If things are a little sticky with the uphill ski, or if my body position feels a little off, I may use my downhill pole to push a little, creating a little more antigravity. I do this as a sort of micro-adjustment when I'm skiing moguls, and it works for steep skiing as well (though perhaps not without some element of risk).
Make Love, Not War
On the subject of pole plant, normally we plant our poles forward, but for steep turns try planting that downhill pole more toward the back of your ski to help open up your body--sort of like trying to plant the pole behind you.
This rotates your hips, opening them toward the fall line, as if you're trying to...uh...point your gonads directly down the fall line. This rotation has a nifty effect on the whole turn, and might be an alternative to getting as far forward on the uphill leg in the pre-initiation/preparation phase.
Extension, Pivot, & Rotation?
Looking at video of myself, I can see that my body is rising, somewhat, in the middle of the turn, but I don't think it's happening as result of an active knee extension (a forceful push!), but rather as a result of hip, thigh, or back extension—or some combination. This is important, because the uphill leg needs to flex (that heel-lift motion), just like the downhill ski at initiation, when the pivot across the fall line happens.
In (hopefully) simpler words, if you try to push off your uphill leg, you find yourself at odds with the (simultaneous) need to flex the uphill leg to lift the ski tail. Or: you can't push and pull at the same time, so don't!
UPDATE: Yes to using your thigh muscles, and thinking of this motion as happening at the thigh rather than the knee (uphill leg). I also have a mental image of raising my knees at this phase of the turn (may or may not be accurate). I also like to imagine ESPN's Chris Berman saying "Whoop!" as I make that heel lift/pivot, because that's exactly how it feels. Quick and light, like you're juking gravity.

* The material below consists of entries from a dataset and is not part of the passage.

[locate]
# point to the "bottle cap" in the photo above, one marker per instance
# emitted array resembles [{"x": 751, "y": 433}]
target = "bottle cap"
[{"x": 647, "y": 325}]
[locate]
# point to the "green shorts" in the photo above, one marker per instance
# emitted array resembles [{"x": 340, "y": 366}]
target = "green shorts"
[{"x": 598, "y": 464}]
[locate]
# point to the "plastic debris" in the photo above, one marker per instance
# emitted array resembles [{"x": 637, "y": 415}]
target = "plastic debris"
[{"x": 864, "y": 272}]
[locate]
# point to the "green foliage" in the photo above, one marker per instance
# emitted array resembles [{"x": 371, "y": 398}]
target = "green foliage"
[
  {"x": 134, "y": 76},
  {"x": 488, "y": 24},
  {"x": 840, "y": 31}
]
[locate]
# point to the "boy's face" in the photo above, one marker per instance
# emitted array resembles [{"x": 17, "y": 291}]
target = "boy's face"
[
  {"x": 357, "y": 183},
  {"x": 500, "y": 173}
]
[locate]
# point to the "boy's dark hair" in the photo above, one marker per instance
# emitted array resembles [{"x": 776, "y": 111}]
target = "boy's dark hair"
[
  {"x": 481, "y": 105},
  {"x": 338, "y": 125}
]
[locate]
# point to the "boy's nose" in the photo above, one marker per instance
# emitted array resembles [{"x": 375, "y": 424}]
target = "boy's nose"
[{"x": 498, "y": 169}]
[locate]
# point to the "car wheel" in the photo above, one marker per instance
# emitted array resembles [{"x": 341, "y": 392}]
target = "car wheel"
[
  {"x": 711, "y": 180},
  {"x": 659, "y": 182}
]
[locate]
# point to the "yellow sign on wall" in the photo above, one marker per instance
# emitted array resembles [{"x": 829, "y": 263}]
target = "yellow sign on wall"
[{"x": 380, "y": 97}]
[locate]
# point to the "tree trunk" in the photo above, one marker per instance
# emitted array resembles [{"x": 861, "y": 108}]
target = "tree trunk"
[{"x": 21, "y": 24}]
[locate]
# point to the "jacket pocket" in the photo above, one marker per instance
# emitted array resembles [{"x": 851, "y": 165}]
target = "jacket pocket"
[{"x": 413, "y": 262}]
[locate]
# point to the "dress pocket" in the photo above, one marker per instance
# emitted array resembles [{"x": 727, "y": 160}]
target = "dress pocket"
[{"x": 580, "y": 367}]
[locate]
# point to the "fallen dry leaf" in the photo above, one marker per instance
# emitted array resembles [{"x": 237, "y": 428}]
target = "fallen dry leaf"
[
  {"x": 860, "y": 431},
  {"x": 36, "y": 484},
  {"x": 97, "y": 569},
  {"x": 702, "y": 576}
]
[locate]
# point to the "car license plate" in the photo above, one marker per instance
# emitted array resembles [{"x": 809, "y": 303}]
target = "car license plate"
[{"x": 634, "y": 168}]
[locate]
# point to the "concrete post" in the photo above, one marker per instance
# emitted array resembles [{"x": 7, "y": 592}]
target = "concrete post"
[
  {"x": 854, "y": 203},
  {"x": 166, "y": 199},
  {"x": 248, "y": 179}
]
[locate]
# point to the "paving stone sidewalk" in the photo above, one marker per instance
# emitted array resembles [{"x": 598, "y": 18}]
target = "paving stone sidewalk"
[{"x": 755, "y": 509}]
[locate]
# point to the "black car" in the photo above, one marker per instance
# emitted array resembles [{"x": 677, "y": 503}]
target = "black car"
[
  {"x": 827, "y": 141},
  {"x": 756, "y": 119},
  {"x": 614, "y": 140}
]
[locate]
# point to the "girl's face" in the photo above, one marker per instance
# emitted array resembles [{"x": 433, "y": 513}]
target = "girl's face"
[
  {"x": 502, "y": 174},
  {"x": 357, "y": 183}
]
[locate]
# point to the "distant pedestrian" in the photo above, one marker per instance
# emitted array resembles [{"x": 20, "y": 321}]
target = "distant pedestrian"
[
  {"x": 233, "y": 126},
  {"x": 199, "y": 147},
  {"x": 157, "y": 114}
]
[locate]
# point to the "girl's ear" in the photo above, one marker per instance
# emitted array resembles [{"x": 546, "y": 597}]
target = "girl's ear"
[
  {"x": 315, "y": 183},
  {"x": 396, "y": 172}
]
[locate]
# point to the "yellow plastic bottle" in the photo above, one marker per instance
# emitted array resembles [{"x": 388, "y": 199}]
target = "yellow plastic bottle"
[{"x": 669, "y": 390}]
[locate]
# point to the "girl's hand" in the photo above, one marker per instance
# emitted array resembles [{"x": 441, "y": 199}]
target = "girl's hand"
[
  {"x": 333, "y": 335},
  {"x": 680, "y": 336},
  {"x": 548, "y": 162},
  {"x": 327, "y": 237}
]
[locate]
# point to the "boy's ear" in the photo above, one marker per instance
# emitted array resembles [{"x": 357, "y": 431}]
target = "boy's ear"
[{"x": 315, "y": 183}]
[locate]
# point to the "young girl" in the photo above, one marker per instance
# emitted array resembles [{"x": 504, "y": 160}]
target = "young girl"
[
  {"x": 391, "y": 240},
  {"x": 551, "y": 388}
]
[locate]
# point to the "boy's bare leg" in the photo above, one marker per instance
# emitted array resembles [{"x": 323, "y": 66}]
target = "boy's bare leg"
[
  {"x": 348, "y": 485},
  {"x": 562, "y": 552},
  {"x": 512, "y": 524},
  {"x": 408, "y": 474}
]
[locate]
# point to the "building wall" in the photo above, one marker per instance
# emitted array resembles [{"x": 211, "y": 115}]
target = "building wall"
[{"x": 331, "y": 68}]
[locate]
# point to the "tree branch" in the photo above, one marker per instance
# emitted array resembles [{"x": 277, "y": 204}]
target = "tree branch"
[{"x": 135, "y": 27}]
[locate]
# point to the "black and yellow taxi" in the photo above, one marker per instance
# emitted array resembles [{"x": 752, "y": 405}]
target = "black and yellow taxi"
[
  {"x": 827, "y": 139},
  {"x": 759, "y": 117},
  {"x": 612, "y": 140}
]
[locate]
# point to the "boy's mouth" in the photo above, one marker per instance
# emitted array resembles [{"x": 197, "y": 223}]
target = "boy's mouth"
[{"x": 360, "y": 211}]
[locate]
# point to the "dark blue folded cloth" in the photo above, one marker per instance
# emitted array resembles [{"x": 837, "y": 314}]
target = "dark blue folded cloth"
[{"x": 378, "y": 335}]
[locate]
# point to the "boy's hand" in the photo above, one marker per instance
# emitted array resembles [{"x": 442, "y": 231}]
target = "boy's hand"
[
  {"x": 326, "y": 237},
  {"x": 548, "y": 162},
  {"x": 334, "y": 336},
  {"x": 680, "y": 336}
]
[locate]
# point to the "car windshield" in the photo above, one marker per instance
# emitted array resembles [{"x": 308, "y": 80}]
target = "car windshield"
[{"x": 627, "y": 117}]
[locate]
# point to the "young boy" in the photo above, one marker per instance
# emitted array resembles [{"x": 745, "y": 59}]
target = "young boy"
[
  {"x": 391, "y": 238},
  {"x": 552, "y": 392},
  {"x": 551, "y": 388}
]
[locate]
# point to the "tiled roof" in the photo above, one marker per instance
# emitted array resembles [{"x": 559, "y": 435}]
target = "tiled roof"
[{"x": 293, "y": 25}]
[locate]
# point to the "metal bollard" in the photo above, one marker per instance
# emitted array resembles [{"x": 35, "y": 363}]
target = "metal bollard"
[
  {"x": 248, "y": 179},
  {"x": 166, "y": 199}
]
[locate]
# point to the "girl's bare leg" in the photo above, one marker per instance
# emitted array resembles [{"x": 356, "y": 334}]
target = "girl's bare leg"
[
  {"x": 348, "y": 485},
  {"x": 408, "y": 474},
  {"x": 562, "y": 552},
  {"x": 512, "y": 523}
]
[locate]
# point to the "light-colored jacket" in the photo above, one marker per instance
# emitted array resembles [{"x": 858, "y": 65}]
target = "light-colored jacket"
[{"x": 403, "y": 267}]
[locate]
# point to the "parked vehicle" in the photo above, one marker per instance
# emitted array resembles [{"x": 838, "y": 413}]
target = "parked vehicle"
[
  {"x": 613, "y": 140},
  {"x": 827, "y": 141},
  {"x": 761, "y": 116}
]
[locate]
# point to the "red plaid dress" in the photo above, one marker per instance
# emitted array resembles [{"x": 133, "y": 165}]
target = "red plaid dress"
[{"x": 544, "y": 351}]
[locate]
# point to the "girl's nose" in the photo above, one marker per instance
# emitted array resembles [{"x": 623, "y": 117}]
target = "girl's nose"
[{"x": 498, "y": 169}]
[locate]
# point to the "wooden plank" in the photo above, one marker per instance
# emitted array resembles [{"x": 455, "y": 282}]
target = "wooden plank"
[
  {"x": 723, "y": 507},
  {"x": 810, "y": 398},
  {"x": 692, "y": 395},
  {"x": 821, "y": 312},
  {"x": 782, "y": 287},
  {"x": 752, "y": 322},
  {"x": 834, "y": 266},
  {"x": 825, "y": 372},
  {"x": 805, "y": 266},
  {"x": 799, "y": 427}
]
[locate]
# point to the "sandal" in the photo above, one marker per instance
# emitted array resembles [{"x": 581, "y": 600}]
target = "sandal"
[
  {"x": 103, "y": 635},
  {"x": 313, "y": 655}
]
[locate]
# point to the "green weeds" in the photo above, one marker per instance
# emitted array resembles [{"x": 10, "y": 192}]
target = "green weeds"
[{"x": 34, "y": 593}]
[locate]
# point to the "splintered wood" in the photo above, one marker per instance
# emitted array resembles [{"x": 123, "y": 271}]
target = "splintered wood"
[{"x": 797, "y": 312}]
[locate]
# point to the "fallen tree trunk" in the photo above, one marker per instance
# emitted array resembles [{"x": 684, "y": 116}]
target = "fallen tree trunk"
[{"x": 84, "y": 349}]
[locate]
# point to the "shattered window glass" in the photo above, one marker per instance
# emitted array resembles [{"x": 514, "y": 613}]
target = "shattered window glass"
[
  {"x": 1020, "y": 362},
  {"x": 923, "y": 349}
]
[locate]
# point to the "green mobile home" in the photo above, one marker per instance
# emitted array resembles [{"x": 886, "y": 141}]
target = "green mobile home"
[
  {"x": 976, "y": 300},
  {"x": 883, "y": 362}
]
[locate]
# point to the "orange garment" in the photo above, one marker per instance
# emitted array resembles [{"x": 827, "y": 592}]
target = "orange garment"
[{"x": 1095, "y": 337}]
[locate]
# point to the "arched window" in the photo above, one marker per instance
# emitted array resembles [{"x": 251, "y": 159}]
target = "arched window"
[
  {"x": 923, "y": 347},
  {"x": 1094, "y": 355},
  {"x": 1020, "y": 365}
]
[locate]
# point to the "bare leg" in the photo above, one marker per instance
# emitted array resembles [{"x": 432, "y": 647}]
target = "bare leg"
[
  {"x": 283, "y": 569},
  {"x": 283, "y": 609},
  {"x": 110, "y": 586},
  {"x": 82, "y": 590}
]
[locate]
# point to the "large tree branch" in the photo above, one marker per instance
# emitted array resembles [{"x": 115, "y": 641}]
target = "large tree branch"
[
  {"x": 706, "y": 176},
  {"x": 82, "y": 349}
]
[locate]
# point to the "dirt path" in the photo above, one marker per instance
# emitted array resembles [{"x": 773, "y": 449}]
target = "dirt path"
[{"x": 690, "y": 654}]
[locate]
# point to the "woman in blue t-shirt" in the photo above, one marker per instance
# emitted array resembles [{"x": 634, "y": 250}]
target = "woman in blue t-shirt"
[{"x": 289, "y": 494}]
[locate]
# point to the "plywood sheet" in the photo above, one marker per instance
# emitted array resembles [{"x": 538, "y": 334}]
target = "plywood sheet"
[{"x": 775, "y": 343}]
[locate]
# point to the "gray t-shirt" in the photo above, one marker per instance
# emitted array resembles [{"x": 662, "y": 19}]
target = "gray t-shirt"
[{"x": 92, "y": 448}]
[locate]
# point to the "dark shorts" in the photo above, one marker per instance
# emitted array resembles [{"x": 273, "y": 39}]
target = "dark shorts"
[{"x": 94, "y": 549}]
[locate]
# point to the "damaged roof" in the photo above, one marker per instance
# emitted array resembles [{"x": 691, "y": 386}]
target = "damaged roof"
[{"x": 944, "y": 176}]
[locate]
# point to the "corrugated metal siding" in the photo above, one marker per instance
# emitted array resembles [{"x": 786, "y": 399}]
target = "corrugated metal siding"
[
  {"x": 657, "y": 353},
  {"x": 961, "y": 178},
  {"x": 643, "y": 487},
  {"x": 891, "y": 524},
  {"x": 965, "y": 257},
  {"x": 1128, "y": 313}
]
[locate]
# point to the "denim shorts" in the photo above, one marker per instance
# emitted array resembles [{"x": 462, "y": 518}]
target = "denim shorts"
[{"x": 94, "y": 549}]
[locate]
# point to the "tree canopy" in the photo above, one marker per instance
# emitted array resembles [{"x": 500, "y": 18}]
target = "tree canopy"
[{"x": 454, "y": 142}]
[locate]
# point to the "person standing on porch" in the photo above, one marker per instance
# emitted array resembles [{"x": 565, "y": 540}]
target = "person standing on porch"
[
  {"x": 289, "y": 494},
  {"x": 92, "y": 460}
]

UPDATE: Maybe another way to frame all of this is that you position your upper body into a properly anticipatory stance, then raise yourself by lifting the downhill leg while moving forward onto the uphill leg, and then rotate your body off that uphill leg—sort of forward and into space—while the skis pivot and/or flip beneath you.
Inspirational Last Words
As you might imagine, I'm having trouble communicating these ideas to my son, and getting him to make the same turn. But, I'm hopeful because he has the same technique that I used to have (getting stuck on the uphill ski, trying to create antigravity by "jumping"), so I know exactly what he's doing wrong, even if I can't quite articulate it. I'm betting as soon as I figure out how to explain it to him in a way that clicks, I'll know how to explain it, period.
It has been an awesome ski season for me and my family, even though very little backcountry was involved this year, and I think this is going to wrap it up for this season. Thanks to everyone for tuning in! Now we just have to get through summer...
— June 15, 2016
Andy Lewicky is the author and creator of SierraDescents
Rory September 13, 2016 at 3:07 pm
Here's a sweet article rerun from 1978 about steeps!
Joe g September 13, 2016 at 7:44 pm
Hello snow gods,
Is there anyone out there that has done San jacinto peak via "Hurkey creek?"
Like from peak to lake Hemet?
Happy October were almost there!
Andy September 15, 2016 at 2:11 am
Joe I know people have done it from Idyllwild. I think it's pretty straightforward in that direction, but things do tend to melt out quicker on that side of the mountain. I do feel a chill in the air... :)
Jim March 3, 2018 at 5:13 am
Andy, can you recommend a good steep spot at Mammoth to practice pedal-hop turns? Thanks!
Andy March 5, 2018 at 4:46 pm
When it fills in, the cliff/headwall between Cornice Bowl and Hangman's is unbeatable--a sustained 45-50° pitch. Otherwise, both Dropout and Wipeout are steep enough at the top to work on pedal technique.